Responsible practices involve careful handling of user data management. This management includes knowing when to use data and when to avoid relying on user data.

  • Practice inference without sharing user data. To securely share user data with other organizations for insights, use a clearinghouse model. In this scenario, organizations provide data to a trusted partner that trains the model by using the aggregated data. Then all institutions can use this model and share insights without exposing individual datasets. The goal is to use the model's inference capabilities without sharing detailed training data.

  • Promote diversity and inclusivity. When user data is necessary, use a diverse range of data, including underrepresented genres and creators, to mitigate fairness-related harms. Implement features that encourage users to explore new and varied content. Monitor usage on an ongoing basis and adjust recommendations to avoid overrepresenting any single content type.

  • Respect the RTBF. Avoid using user data when possible. Help ensure compliance with the RTBF by having the necessary measures in place to make sure that user data is deleted diligently.

    To help ensure compliance, there might be requests to remove user data from the system. For smaller models, you can remove user data by retraining the model by using data that excludes personal information. For larger models, which can consist of several smaller, independently trained models, the process is more complex and the cost and effort is significant. Seek legal and ethical guidance about handling these situations and make sure to include the guidance in your policies for responsible AI.

  • Retain data responsibly. When data deletion isn't possible, obtain explicit user consent for data collection and provide clear privacy policies. Collect and retain data only when absolutely necessary. Have operations in place to remove data aggressively when it's no longer needed. For example, clear chat history as soon as practical, and anonymize sensitive data before retention. Use advanced encryption methods for this data at rest.

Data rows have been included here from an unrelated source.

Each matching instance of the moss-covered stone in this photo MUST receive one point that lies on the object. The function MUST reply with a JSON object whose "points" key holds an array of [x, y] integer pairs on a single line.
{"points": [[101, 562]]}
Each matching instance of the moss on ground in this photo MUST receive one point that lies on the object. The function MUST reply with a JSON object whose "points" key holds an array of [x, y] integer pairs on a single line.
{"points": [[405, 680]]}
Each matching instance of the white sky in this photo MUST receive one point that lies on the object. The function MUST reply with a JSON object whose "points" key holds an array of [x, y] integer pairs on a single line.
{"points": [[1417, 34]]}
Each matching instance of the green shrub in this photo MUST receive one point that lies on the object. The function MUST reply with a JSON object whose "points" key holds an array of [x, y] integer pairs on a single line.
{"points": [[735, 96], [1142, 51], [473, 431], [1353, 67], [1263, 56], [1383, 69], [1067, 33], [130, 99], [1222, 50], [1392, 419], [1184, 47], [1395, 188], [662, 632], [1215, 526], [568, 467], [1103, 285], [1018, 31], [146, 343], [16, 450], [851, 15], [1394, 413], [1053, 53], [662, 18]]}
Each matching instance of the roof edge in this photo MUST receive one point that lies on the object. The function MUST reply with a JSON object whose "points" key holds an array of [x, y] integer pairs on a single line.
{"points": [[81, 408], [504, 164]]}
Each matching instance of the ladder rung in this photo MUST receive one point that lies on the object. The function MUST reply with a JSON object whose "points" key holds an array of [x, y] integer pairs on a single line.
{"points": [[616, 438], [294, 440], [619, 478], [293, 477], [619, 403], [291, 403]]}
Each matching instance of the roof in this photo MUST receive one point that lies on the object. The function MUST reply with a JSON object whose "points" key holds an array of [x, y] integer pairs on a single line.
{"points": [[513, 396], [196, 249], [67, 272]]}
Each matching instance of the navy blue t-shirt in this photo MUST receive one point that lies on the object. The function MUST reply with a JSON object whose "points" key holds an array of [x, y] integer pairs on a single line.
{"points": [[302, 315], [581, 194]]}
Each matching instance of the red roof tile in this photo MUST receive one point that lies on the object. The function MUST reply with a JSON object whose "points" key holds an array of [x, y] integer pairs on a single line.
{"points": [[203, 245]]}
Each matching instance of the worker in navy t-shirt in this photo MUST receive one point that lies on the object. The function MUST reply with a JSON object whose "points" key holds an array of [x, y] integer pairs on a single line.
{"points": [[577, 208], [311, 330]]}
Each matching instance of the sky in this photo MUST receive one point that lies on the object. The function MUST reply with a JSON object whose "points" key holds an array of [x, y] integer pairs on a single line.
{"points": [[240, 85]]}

  • Support explainability. Trace decisions in the system to support explainability requirements. Develop clear explanations of how recommendation algorithms work. Provide users with insights into why specific content is recommended to them. The goal is to ensure that AI workloads and their results are transparent and justifiable by detailing how they make decisions, what data they use, and how models were trained.

  • Encrypt user data. Input data must be encrypted at every stage of the data processing pipeline from the moment that the user enters data. These stages include data as it moves from one point to another, data that's stored, and data that's inferenced, if necessary. Balance security and functionality and aim to keep data private throughout its life cycle.

  • Provide robust access controls. Several types of identities can potentially access user data. Implement role-based access control for both the control plane and data plane so that it covers user and system-to-system communication.

    Maintain proper user segmentation to protect privacy. For example, Microsoft 365 Copilot can search and provide answers based on a user's specific documents and emails, while ensuring that only content relevant to that user is accessed.

  • Reduce surface area. A fundamental strategy of the Well-Architected Framework Security pillar is to minimize the attack surface and harden resources. You should apply this strategy to standard endpoint security practices by tightly controlling API endpoints, exposing only essential data, and avoiding extraneous information in responses. Balance the design choice between flexibility and control.

    Make sure that there aren't any anonymous endpoints. In general, avoid giving users more control than necessary. In most scenarios, users don't need to adjust hyperparameters except in experimental environments. For typical use cases, such as interacting with a virtual agent, users should only control essential aspects to help ensure security by limiting unnecessary control.